External validation of a model is the process of assessing the generalizability or transportability of its predictions to an independent sample. The process of external validation may lead to rejection of a proposed model, or the proposed model may be accepted (validated) if the performance characteristics are deemed to be sufficient. Resampling methods are used for ‘internal validation’ of the model for data originating under the same setting. Though internal validation can be thought of as an estimate of external validation, it is not sufficient evidence of external validation. An independent dataset suitable for external validation generally has one or more of the following properties (Moons et al. (2012)):
- Temporal differences
- Data may be collected from the same locations, but over different periods of time.
- Geographic differences
- Data was collected from different locations.
- Institutional differences
- Data was collected from an organization not connected with the original source.

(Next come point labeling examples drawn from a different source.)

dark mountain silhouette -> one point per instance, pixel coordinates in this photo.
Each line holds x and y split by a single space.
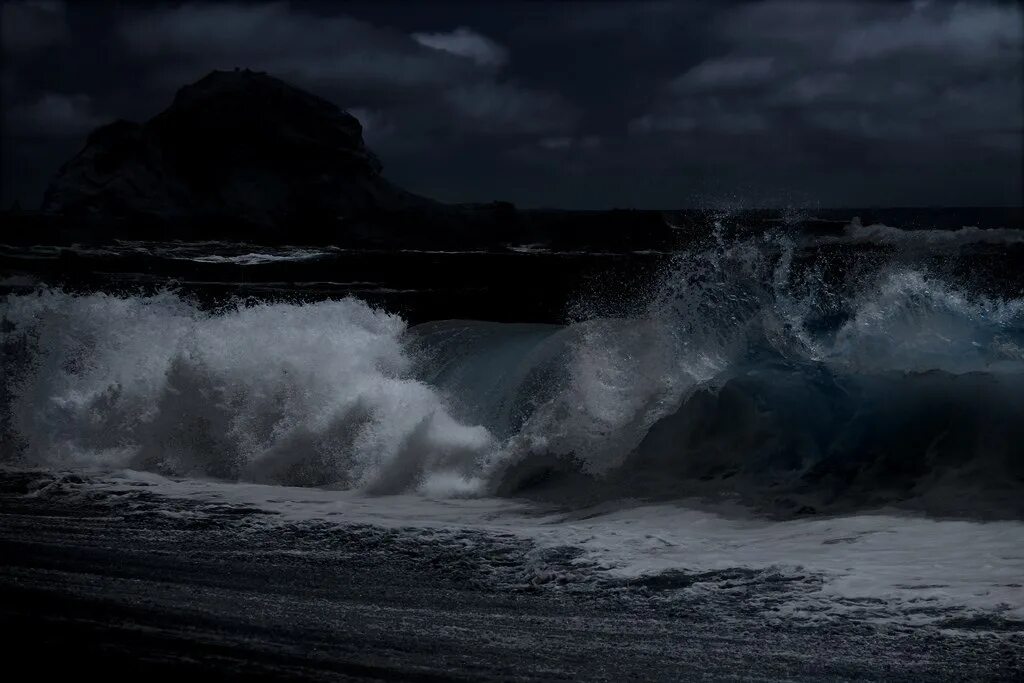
238 144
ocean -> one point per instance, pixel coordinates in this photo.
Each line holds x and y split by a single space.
769 450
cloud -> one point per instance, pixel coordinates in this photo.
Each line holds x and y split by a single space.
466 43
53 115
333 50
502 108
895 72
32 25
421 83
725 73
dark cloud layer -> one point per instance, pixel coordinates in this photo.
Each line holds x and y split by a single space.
574 104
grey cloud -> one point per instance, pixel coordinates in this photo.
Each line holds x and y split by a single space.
880 71
503 108
53 115
725 72
32 25
421 83
466 43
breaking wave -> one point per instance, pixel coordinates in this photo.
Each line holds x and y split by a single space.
741 373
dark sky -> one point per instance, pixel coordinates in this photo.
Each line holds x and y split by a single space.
590 104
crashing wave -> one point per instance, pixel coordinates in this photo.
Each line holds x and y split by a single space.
740 373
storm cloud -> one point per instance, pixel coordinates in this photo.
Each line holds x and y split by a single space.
573 104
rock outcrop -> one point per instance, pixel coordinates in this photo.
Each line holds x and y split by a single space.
240 145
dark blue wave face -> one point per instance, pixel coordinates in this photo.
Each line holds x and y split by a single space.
750 369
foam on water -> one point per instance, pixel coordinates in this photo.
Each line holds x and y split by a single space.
739 361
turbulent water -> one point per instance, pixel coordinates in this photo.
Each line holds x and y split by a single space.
745 371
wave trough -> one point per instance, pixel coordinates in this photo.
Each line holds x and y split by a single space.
742 372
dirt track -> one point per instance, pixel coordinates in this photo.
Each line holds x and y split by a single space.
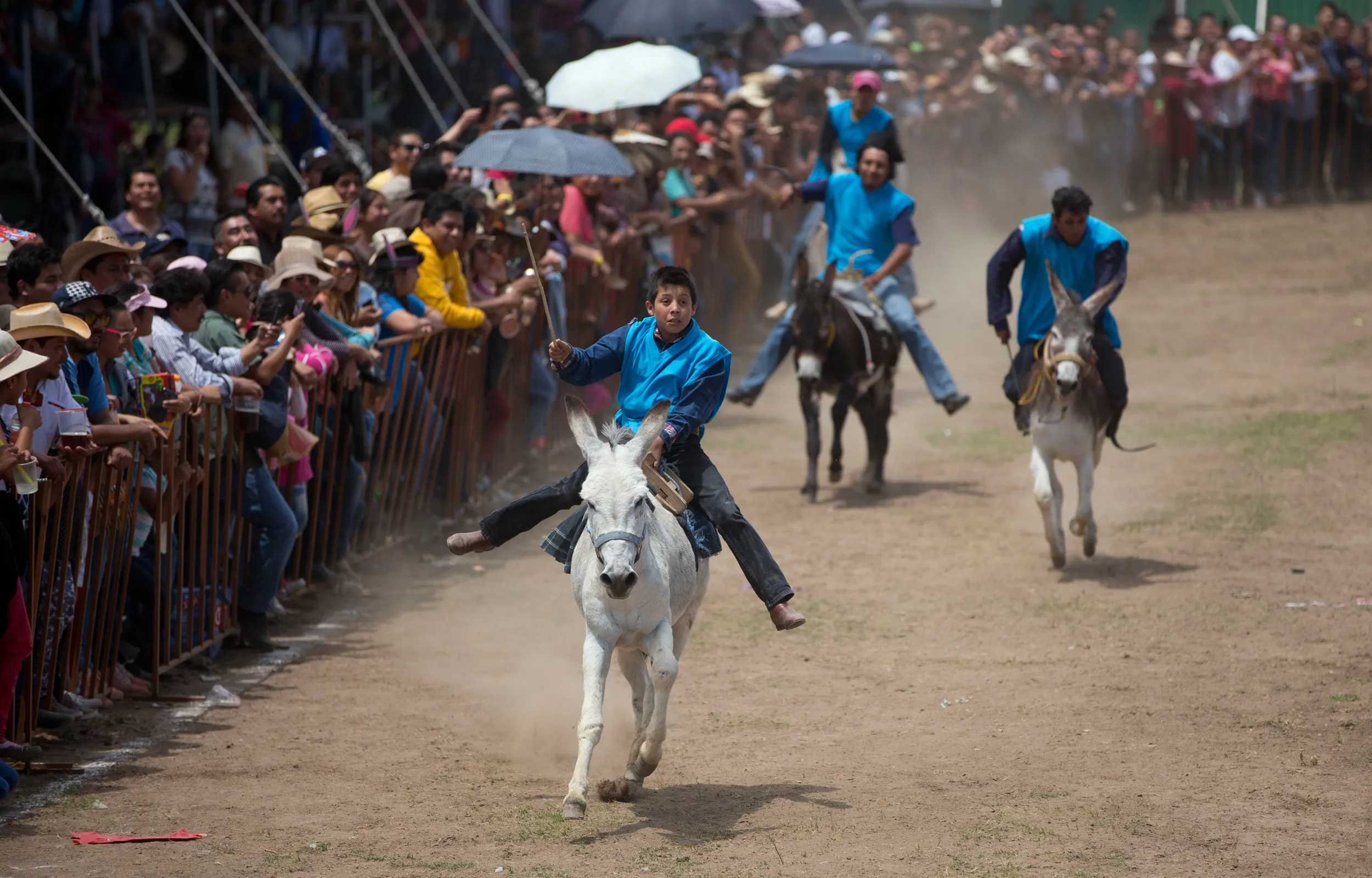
954 706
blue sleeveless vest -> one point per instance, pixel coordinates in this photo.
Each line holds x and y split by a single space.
851 135
651 375
1076 268
861 220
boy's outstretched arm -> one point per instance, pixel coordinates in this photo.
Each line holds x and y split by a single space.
592 364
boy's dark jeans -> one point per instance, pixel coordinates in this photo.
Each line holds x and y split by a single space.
712 496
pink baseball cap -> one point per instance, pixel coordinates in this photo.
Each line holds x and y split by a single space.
868 78
187 262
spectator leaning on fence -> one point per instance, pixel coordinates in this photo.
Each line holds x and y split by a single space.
229 302
15 637
81 371
43 330
442 283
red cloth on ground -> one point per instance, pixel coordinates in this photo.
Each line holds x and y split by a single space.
98 838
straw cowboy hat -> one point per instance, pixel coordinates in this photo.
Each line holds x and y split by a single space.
323 212
46 320
248 254
306 245
293 262
100 240
14 360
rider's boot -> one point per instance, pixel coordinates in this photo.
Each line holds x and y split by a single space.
785 618
473 541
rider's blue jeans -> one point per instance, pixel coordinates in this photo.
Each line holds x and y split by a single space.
895 297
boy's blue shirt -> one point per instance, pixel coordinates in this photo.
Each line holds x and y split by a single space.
690 372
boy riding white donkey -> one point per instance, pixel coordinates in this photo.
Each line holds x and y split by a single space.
673 379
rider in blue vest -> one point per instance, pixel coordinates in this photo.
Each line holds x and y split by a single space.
1086 254
667 357
865 212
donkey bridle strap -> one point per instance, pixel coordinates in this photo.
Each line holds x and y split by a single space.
637 539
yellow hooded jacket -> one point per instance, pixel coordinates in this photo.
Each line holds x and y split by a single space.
443 286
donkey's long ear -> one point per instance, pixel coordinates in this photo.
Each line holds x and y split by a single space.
830 273
583 430
1101 298
1062 297
648 431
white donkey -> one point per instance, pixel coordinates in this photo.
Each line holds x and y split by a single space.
637 583
1068 415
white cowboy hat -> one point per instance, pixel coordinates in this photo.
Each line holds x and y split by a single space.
306 245
294 262
14 360
44 320
248 254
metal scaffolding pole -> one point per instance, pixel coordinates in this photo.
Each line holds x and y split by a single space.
213 91
238 92
409 67
146 61
62 172
530 83
28 97
338 133
432 53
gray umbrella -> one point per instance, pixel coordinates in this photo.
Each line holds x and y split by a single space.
545 151
839 57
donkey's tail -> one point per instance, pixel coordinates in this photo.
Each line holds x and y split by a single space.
1142 448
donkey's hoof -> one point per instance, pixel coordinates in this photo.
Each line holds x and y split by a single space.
641 767
619 789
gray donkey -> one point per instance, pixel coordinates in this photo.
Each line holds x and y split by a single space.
1068 415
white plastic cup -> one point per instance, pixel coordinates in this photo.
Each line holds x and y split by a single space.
26 478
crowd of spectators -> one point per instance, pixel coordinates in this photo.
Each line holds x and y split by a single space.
223 283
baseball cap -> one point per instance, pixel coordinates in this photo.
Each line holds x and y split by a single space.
868 78
143 298
161 242
685 125
77 291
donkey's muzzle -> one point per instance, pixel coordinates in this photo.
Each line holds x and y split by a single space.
619 585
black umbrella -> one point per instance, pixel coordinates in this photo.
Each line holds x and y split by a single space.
839 57
545 151
929 6
668 20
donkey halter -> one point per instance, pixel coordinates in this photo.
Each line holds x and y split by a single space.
1047 365
637 539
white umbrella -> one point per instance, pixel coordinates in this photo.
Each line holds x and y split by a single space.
778 9
630 76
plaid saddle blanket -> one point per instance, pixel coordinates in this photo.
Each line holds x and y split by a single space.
700 531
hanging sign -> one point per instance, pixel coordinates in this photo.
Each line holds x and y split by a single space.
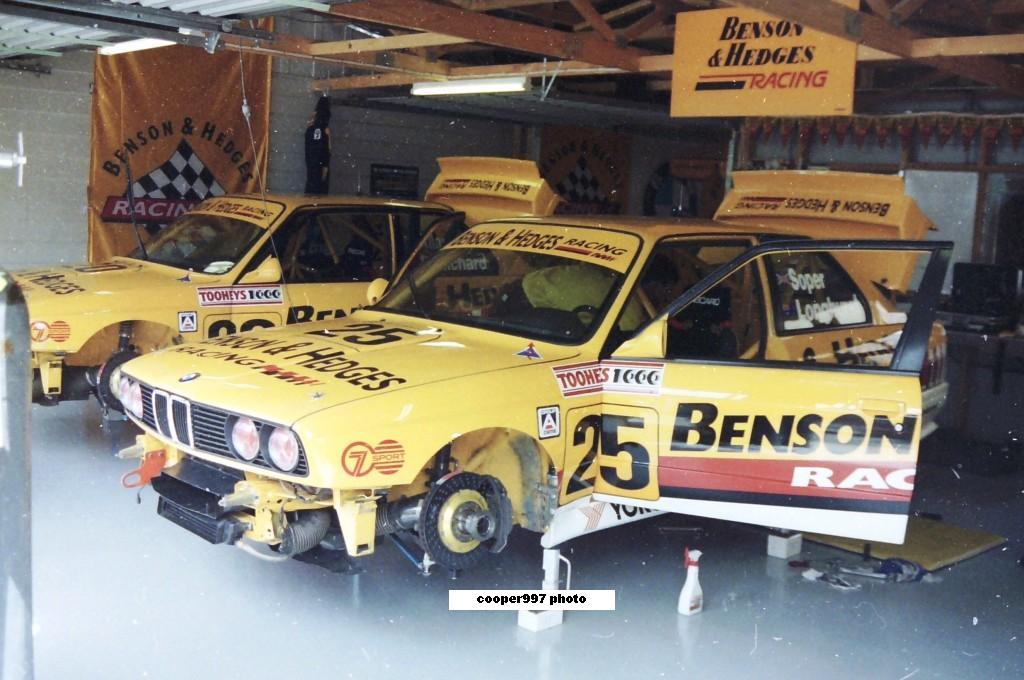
732 61
173 116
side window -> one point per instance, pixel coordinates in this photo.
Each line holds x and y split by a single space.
727 322
819 314
811 292
410 227
672 268
335 247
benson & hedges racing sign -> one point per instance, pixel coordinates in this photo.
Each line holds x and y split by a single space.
733 60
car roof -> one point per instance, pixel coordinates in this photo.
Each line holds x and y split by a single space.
657 227
291 201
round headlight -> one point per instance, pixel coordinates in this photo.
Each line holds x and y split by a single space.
118 384
245 438
283 449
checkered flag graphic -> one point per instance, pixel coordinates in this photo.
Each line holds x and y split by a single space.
581 185
181 176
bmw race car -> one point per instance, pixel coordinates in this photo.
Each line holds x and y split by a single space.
242 262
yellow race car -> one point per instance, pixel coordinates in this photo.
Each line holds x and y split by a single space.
566 375
242 262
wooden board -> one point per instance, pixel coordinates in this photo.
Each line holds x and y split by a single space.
931 544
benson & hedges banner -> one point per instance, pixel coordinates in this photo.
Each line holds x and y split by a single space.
736 61
174 115
588 168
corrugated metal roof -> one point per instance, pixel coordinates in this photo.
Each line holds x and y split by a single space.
25 36
20 36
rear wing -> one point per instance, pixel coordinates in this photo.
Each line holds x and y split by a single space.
485 187
826 205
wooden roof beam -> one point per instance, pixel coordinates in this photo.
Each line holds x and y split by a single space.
642 26
625 10
421 15
411 41
594 18
875 32
906 8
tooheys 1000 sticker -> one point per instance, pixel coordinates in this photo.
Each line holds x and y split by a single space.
231 296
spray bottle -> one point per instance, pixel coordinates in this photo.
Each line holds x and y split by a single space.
691 597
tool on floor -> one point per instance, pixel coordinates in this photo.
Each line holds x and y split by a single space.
691 596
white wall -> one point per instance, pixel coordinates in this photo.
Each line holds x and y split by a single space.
45 221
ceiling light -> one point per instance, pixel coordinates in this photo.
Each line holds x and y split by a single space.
472 86
134 46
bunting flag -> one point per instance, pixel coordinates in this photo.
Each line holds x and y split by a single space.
172 116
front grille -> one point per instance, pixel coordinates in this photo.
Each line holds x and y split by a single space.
202 427
179 412
160 407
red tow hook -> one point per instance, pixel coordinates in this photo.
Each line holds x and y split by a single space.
152 466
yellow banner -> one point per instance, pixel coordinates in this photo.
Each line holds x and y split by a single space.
588 168
173 116
735 61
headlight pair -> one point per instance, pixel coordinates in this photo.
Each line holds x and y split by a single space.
127 391
279 444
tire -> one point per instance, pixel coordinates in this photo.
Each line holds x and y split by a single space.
103 374
442 525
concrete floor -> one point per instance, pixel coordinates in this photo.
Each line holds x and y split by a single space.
121 593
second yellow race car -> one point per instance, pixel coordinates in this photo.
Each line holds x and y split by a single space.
242 262
566 375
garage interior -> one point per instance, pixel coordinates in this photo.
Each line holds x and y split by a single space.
938 98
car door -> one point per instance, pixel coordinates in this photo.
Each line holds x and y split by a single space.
736 429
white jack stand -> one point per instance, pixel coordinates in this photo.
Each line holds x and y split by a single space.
545 619
783 544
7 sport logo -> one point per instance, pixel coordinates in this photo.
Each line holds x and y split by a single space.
359 459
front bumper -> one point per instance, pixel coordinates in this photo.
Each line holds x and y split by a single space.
189 494
223 504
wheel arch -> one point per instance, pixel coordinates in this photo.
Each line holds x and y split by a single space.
147 335
519 461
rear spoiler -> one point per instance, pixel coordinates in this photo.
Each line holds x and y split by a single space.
824 205
487 187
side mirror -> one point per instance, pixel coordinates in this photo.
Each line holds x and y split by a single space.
376 290
267 272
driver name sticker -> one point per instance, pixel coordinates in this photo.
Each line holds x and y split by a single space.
187 322
236 296
622 377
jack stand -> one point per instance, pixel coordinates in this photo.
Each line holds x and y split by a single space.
784 544
543 620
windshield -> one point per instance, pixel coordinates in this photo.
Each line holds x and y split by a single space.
537 295
211 244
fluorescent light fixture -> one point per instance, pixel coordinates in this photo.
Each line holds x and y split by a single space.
134 46
472 86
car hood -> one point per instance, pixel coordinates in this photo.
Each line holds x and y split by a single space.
285 374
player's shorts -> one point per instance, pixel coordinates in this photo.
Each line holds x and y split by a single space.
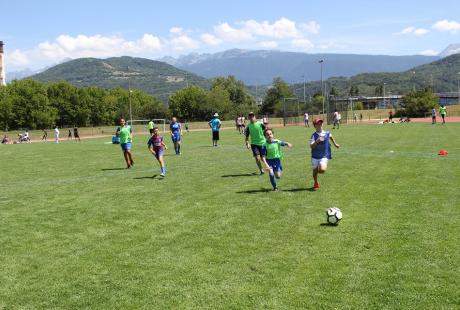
159 153
315 162
175 137
125 146
275 164
258 150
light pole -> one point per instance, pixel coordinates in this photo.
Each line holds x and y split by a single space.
322 88
304 98
384 102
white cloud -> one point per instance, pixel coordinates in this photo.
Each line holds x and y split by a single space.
412 30
447 26
183 42
210 39
429 53
18 58
176 30
311 27
268 44
331 45
227 33
303 44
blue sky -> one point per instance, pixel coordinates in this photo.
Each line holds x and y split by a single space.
41 33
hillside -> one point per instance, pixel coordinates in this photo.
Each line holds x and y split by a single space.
154 77
442 75
260 67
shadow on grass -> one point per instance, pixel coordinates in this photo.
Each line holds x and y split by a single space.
239 175
328 225
152 177
302 189
255 191
111 169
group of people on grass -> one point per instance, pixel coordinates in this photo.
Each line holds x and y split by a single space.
266 149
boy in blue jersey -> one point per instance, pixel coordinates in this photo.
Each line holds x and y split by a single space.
176 132
156 147
272 159
320 150
215 127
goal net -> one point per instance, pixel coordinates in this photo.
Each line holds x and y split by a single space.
141 125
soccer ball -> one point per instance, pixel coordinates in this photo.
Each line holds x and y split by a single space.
333 215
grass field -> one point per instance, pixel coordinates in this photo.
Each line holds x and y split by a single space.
77 231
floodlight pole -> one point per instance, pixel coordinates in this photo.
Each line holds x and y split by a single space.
322 88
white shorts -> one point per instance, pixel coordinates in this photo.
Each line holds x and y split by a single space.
316 162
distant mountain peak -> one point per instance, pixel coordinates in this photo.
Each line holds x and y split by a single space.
450 50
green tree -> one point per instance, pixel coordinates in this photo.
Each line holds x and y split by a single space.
31 105
418 103
273 100
190 103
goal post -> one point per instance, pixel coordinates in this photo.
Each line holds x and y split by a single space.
140 125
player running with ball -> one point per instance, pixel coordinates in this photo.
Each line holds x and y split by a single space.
156 147
320 150
273 157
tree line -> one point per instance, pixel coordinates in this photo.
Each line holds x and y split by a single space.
35 105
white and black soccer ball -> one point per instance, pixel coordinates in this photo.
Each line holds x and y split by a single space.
333 216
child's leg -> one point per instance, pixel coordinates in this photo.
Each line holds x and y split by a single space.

A principled approach to external validation follows these steps:
- Collect a suitable independent sample of sufficient size.
- Create a descriptive summary table that compares the characteristics of the original sample vs. the external sample.
- Compare prediction performance estimates for the following scenarios
- Original apparent: The original model applied to the original data.
- Original internally validated: The cross-validitory based estimate from the original model applied to the original data.
- Original externally validated: The original model applied to the new data.
- Compare model parameter estimates and prediction performance estimates from
- The original model
- The original model selection algorithm applied to the new data only
- The original model selection algorithm applied to the combined data (original + new)
- Potentially an updated model selection algorithm applied to the combined data (original + new)
- Discuss differences for these outcomes, whether they might be due to population differences, overfitting, underfitting, differences in data capture, extrapolation, etc.